Spotkaliśmy się podczas ostatniego meczu sparingowego Śląska przed startem ligi – z Wartą Poznań na Oporowskiej. Widać, że zespół przez te dwa miesiące poczynił postęp?
Śląsk gra bardzo podobnie taktycznie, natomiast teraz gra toczona jest na nieco innych obrotach. W meczach ligowych gra jest szybsza i lepiej to wygląda, ale już w okresie przygotowawczym było widać, że gra jest ustawiona pod grę bokami – Broź i Stiglec włączają się mocno w ofensywie, gdzie miejsce im robią skrzydłowi – Płacheta, Musonda, czy inni pomocnicy. To jest system, który się sprawdza i na razie przeciwnicy nie mogą znaleźć na to antidotum.

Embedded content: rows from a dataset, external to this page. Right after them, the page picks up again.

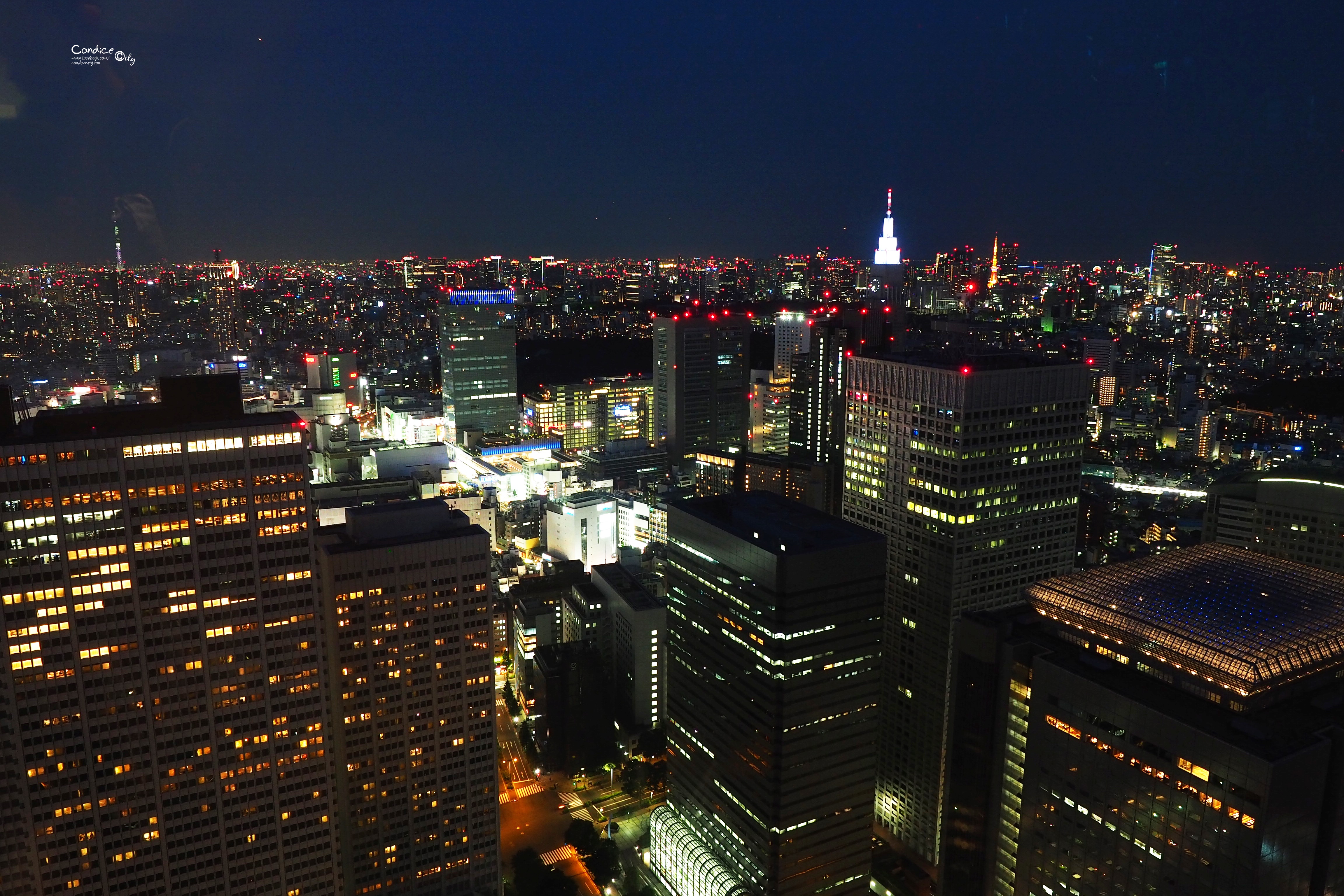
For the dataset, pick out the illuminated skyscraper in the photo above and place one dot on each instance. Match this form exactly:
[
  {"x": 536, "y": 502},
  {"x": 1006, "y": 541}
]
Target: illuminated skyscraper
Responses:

Wspomniał Pan o Przemysławie Płachecie. Czy to gracz, który po tym sezonie może opuścić Wrocław?
Wydaje mi się, że jeszcze za wcześnie na transfer zagranicę. Najpierw powinien zaliczyć trochę meczów w ekstraklasie. Na razie zdobywa doświadczenie i ma jeszcze nad czym pracować, zanim nastąpi odpowiedni moment, aby spróbować swoich sił w innym miejscu.
Kibice mają sporo zastrzeżeń do gry Erika Exposito. Czy dostrzega Pan symptomy, że Hiszpan w końcu „odpali”?

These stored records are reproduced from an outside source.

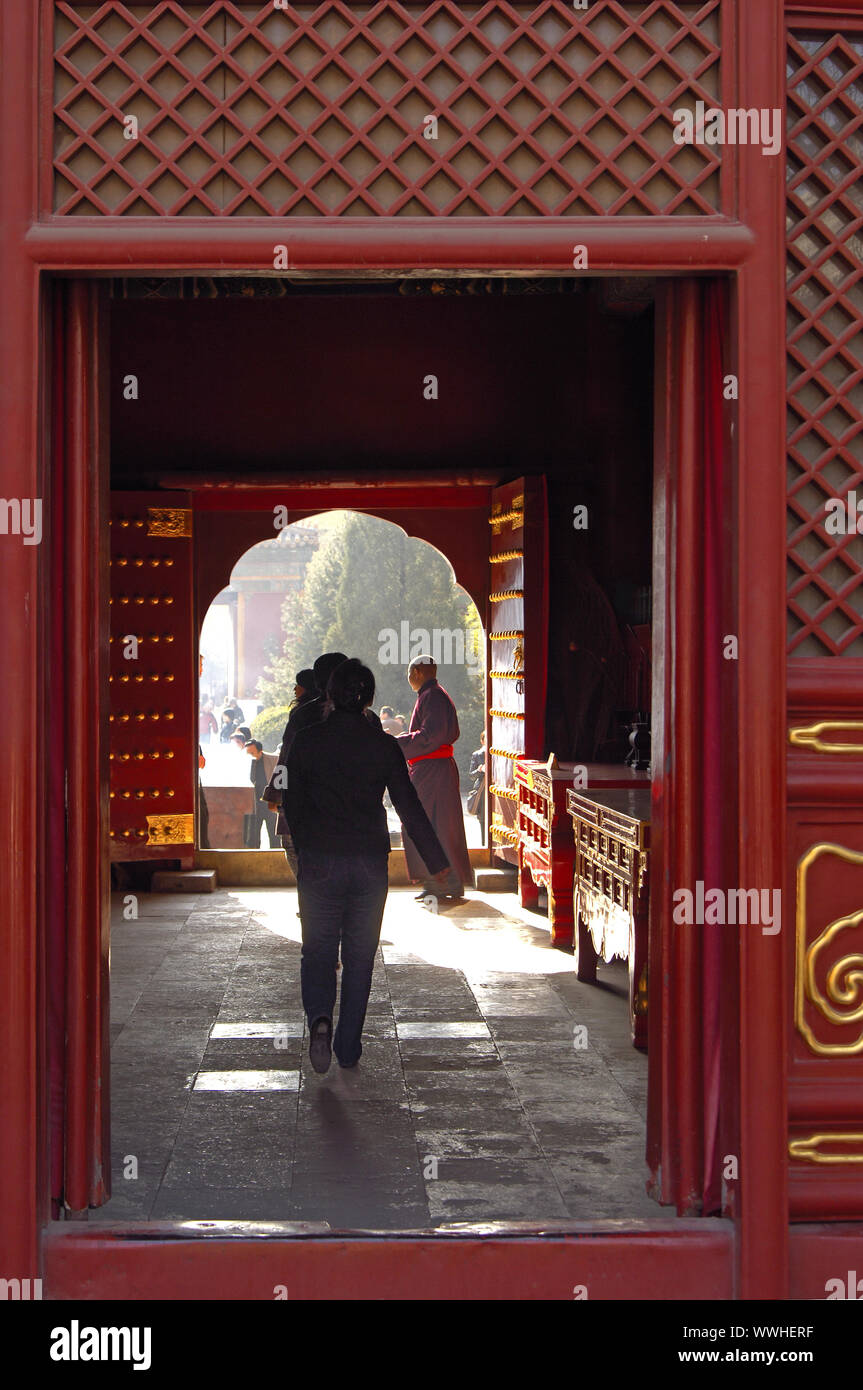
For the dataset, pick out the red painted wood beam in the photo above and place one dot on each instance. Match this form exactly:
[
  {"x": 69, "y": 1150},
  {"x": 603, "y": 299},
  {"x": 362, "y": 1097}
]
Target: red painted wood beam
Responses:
[
  {"x": 406, "y": 245},
  {"x": 88, "y": 906},
  {"x": 822, "y": 1253},
  {"x": 22, "y": 1205},
  {"x": 298, "y": 498},
  {"x": 763, "y": 984},
  {"x": 641, "y": 1260}
]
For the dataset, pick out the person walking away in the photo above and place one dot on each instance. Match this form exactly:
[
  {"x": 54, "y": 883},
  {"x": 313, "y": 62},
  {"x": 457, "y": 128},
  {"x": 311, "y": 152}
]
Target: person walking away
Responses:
[
  {"x": 337, "y": 774},
  {"x": 428, "y": 748},
  {"x": 305, "y": 712},
  {"x": 261, "y": 812}
]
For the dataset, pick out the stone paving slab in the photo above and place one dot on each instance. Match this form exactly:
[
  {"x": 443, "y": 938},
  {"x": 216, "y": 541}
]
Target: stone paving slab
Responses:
[{"x": 470, "y": 1101}]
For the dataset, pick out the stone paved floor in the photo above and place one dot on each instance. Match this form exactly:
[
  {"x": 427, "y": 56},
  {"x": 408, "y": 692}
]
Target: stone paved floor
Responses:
[{"x": 470, "y": 1102}]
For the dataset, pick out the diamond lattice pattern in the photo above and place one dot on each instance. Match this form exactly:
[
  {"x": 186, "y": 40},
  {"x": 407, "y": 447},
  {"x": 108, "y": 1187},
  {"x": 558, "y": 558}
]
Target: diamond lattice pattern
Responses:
[
  {"x": 245, "y": 110},
  {"x": 824, "y": 273}
]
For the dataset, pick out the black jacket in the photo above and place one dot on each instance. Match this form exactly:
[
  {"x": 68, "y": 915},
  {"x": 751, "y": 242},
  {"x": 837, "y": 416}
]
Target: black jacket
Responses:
[
  {"x": 309, "y": 712},
  {"x": 337, "y": 774}
]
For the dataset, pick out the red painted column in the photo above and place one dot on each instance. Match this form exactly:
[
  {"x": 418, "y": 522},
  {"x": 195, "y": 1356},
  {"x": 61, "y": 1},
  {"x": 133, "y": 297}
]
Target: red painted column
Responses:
[
  {"x": 21, "y": 1203},
  {"x": 763, "y": 1179},
  {"x": 86, "y": 1180},
  {"x": 676, "y": 1100}
]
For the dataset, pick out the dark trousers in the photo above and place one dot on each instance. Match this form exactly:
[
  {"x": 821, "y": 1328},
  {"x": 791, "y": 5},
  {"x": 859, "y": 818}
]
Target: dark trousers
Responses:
[{"x": 342, "y": 900}]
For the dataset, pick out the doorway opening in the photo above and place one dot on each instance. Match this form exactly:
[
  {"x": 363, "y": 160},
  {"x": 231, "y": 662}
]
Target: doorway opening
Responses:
[
  {"x": 549, "y": 382},
  {"x": 335, "y": 581}
]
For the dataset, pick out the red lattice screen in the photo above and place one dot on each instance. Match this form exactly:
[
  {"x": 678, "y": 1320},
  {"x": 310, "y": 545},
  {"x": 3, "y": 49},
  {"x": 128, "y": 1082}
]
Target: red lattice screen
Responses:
[
  {"x": 246, "y": 111},
  {"x": 824, "y": 338}
]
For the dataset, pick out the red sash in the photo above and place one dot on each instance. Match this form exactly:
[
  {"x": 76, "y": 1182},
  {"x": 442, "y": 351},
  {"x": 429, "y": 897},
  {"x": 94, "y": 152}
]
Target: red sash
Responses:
[{"x": 445, "y": 751}]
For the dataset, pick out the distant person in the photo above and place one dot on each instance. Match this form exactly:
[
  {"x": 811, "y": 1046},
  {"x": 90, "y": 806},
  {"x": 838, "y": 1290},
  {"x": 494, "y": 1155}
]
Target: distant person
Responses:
[
  {"x": 206, "y": 723},
  {"x": 305, "y": 687},
  {"x": 264, "y": 815},
  {"x": 303, "y": 713},
  {"x": 428, "y": 748},
  {"x": 337, "y": 773}
]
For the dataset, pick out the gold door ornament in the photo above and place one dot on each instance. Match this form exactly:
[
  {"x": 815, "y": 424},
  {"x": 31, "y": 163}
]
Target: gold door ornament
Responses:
[
  {"x": 841, "y": 1001},
  {"x": 810, "y": 1148},
  {"x": 171, "y": 830},
  {"x": 173, "y": 523}
]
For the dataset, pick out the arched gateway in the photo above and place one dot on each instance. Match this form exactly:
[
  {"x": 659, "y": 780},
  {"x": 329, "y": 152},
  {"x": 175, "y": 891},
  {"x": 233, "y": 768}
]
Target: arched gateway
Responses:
[{"x": 260, "y": 256}]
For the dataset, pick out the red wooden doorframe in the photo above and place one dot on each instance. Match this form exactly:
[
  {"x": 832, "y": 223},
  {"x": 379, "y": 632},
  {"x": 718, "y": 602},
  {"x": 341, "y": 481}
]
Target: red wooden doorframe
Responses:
[{"x": 749, "y": 246}]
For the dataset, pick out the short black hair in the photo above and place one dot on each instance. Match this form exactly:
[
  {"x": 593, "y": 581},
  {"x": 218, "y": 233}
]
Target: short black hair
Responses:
[
  {"x": 352, "y": 685},
  {"x": 324, "y": 667}
]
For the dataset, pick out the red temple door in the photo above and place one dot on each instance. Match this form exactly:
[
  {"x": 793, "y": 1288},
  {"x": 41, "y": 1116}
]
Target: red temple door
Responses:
[
  {"x": 517, "y": 634},
  {"x": 153, "y": 737}
]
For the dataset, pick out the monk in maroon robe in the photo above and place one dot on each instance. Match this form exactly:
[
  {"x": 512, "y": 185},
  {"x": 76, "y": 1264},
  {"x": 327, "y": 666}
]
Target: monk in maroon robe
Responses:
[{"x": 428, "y": 748}]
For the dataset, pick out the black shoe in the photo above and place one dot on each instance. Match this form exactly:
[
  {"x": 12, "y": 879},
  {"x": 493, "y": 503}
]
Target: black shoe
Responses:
[{"x": 320, "y": 1047}]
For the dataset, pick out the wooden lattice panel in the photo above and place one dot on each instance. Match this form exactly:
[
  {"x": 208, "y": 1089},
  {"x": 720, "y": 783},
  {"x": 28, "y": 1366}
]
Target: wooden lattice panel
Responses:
[
  {"x": 824, "y": 271},
  {"x": 245, "y": 110}
]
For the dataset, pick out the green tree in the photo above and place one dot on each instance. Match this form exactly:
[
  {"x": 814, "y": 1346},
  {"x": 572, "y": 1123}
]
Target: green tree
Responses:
[{"x": 362, "y": 590}]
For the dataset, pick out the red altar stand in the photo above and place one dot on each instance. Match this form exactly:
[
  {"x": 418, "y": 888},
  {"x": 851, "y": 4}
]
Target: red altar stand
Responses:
[
  {"x": 610, "y": 898},
  {"x": 546, "y": 851}
]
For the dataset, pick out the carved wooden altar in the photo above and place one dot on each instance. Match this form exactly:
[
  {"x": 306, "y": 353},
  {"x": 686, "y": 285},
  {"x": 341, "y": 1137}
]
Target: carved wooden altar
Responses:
[
  {"x": 545, "y": 845},
  {"x": 612, "y": 841}
]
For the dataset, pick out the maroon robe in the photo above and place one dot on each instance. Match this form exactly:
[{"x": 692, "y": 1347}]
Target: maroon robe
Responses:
[{"x": 432, "y": 724}]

Już w tym wcześniej wspomnianym sparingu z Wartą Poznań było widać, że Śląsk może mieć problem z obsadzeniem pozycji napastnika i niestety na razie się to potwierdza. Widać, że Exposito nie może się zaaklimatyzować w Śląsku i do stylu w polskiej ligi. Pytanie czy to kwestia aklimatyzacji czy umiejętności. Na razie w ogóle bardzo rzadko znajduje się w sytuacjach bramkowych, a tego od napastnika oczekujemy.
Mimo tego Śląsk zadomowił się w czołówce tabeli. Czy można powiedzieć, że wrocławianie są jednym z kandydatów do miejsc pucharowych, czy na razie za jeszcze zbyt wcześnie na oceny i prognozy?
Jak najbardziej, w tym sezonie Śląsk może powalczyć o pozycję dającą przepustkę do startu w europejskich pucharach. Początek sezonu pokazuje, że nie ma aktualnie drużyn, które nadają ton rozgrywkom. Nie ma zespołów, które dominują w lidze, najbogatsza Legia też ma problemy, żeby wygrywać. Jeśli Śląsk utrzyma formę, jak najbardziej może zając miejsce na podium.